The plan includes $1.7 billion in new projects, but only two major highway widening projects: I-70 at Floyd Hill and I-25 north from Longmont to Fort Collins. For now, express lanes on I-270 are not included and a planned widening of I-25 through downtown Denver is scrapped. Instead, CDOT will add bus-only lanes on Colfax, Colorado Boulevard and Federal.
Danny Katz with the consumer advocacy group CoPIRG fought the I-25 widening project and applauded the shift in priorities, "We've gotten to a point where we can't widen it anymore. It takes billions of dollars and the congestion comes back within years of completing these massive highway widening projects."

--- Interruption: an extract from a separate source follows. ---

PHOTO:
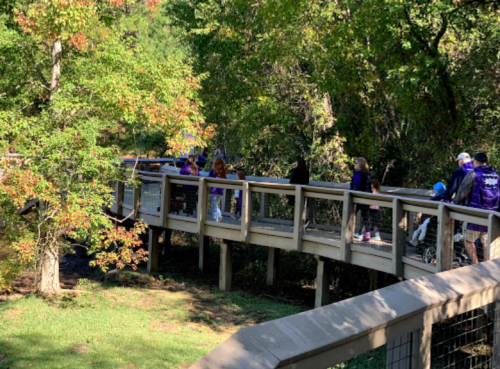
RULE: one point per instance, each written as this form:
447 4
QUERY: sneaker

But Republican gubernatorial candidate Heidi Ganahl says not everyone can or wants to take a bus. The best way to ease emissions she says is to ease congestion. Ganahl held a press conference outside CDOT as commissioners approved the new plan inside. It comes less than five weeks before the November election and could factor into the governor's race.
The transportation commission is appointed by Gov. Jared Polis and Ganahl wasted no time condemning the plan and laying out her own plan. It includes additional express lanes for I-25, I-70 and I-270, a by-pass for I-25 through Colorado Springs, and a billion dollars for rural road improvements, "My plan is a 10-year, $10 billion investment in highways, tunnels, bridges and safety."
The plan also includes money for electric vehicle charging stations and bus rapid transit. Half of the money, Ganahl says, will come from the general fund and private sector. The rest will come from fees in the transportation bill passed by the legislature last year. She says she'll push for a citizens' initiative to allow voters to decide whether to approve the fees in the transportation bill as taxes.
"I'm taking this plan to the voters to get approval and we will call them taxes as they are. The people of Colorado want the roads fixed but they want to be partners in the process, they don't want to be left out of the conversation," said Ganahl.
She didn't say how she'd fund her plan if they don't vote for the ballot measure.
Katz says people want options beyond adding more car lanes, "I think we're at the point right now where we need to be focusing our dollars and maintaining the system we have, making sure it's safe and then giving people options because if we don't have options we all climb into our cars and we're all stuck in the same traffic."